[OPEN-ILS-DEV] ***SPAM*** Re: ***SPAM*** Re: ***SPAM*** Re: Napkin drawings for removing OpenILS::Application::Storage::FTS
Mike Rylander
mrylander at gmail.com
Tue Mar 9 14:52:50 EST 2010
So, here's some more updatification. No BNF yet, but everything
mentioned below still works as described. Also, you can now add more
than one field to a specific index definition search, thusly:
title|proper|uniform|translated: harry potter
and the query built will search all of those index definitions.
You'll find attached 3 files:
* QueryParser.pm -- the core parser and query tree building code
* EG_QueryParser.pm -- an Evergreen-specific subclass which adds
tsearch2 logic, SQL generation, and code which populates the parser in
the right way for Evergreen by filling in classes, fields, modifiers
and functions that we need
* fts-replacement.pl -- a script to test the above modules
My test command line is currently:
$ time PERL5LIB=$PERL5LIB:/home/miker/svn/OpenSRF/src/perl/lib/
./fts-replacement.pl --query='ti:jk harry kw:rowling
sort(title)#descending'
and you can adjust the PERL5LIB and query to taste (or remove it to
see the redonkulous default test query).

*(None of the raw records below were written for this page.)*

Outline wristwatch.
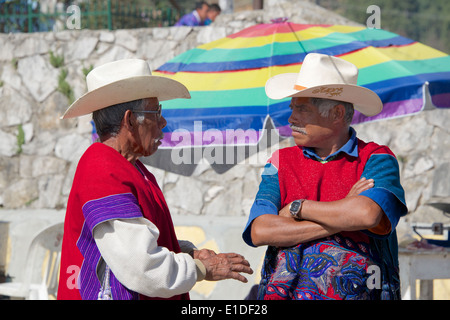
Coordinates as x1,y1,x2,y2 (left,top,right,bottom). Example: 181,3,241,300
289,199,305,218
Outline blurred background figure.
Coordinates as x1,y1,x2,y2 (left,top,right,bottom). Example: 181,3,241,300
175,1,209,27
205,3,222,26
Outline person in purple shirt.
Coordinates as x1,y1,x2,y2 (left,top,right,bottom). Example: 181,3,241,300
175,1,209,27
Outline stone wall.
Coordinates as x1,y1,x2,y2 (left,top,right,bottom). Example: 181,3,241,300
0,0,450,235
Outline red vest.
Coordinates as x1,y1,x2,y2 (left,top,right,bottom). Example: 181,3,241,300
57,143,189,300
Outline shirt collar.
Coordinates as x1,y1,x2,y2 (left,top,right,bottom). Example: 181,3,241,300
302,127,358,162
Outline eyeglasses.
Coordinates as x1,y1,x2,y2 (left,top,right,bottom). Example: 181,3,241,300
133,104,162,121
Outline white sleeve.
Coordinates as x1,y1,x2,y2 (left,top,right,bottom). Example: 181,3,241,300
93,218,197,298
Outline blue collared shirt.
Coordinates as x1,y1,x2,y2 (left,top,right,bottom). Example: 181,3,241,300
242,128,407,246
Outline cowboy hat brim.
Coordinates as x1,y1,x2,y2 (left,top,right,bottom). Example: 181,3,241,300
61,75,191,119
265,73,383,117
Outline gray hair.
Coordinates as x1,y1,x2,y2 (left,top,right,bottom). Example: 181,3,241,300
309,98,355,124
92,99,145,138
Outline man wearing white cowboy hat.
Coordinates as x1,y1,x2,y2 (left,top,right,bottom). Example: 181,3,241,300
57,59,252,300
243,53,407,300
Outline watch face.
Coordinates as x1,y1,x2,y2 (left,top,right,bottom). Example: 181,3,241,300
290,201,300,213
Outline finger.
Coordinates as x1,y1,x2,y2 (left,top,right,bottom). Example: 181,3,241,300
230,272,248,283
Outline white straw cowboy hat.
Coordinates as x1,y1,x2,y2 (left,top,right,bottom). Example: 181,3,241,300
61,59,191,119
266,53,383,117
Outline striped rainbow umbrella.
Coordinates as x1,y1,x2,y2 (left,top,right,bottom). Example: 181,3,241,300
153,21,450,148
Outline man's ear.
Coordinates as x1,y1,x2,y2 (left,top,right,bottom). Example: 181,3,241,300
121,110,136,131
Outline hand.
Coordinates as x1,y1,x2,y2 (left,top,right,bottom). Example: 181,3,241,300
346,178,375,198
191,249,216,260
199,253,253,283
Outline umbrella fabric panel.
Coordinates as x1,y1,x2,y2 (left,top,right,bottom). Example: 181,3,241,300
154,23,450,143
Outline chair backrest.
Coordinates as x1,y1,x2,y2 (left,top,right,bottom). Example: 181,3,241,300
23,222,64,297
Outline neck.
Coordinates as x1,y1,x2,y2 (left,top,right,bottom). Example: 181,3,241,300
313,127,350,159
101,135,138,165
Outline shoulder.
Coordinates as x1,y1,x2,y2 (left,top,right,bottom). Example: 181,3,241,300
267,146,303,169
358,139,395,158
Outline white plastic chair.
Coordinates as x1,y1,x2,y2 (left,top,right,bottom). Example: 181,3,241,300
0,223,64,300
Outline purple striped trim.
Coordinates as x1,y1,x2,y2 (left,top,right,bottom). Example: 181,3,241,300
77,193,142,300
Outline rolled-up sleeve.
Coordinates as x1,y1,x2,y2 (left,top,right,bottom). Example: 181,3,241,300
360,153,408,237
242,163,281,247
93,218,198,298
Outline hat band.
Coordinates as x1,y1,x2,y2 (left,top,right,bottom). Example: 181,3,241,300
294,84,308,91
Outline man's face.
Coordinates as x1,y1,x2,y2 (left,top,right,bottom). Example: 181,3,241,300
133,98,167,157
288,97,334,148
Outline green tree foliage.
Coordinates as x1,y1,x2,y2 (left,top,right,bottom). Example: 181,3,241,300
315,0,450,53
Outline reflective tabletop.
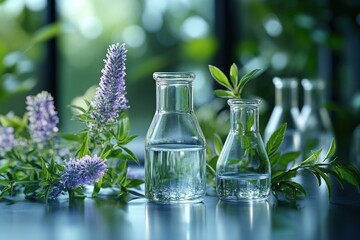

We just need
OpenSRF::Utils::JSON ... hence the PERL5LIB mangling. If you have
OpenSRF installed, no need for that bit
Thought or comments welcome.
--miker
On Thu, Feb 11, 2010 at 2:32 PM, Mike Rylander <mrylander at gmail.com> wrote:
> What's the definition of insanity, again? ;)
>
> Here's round 2 of a possible new query parser. In this version we
> support configurable search classes, fields, modifiers and filters.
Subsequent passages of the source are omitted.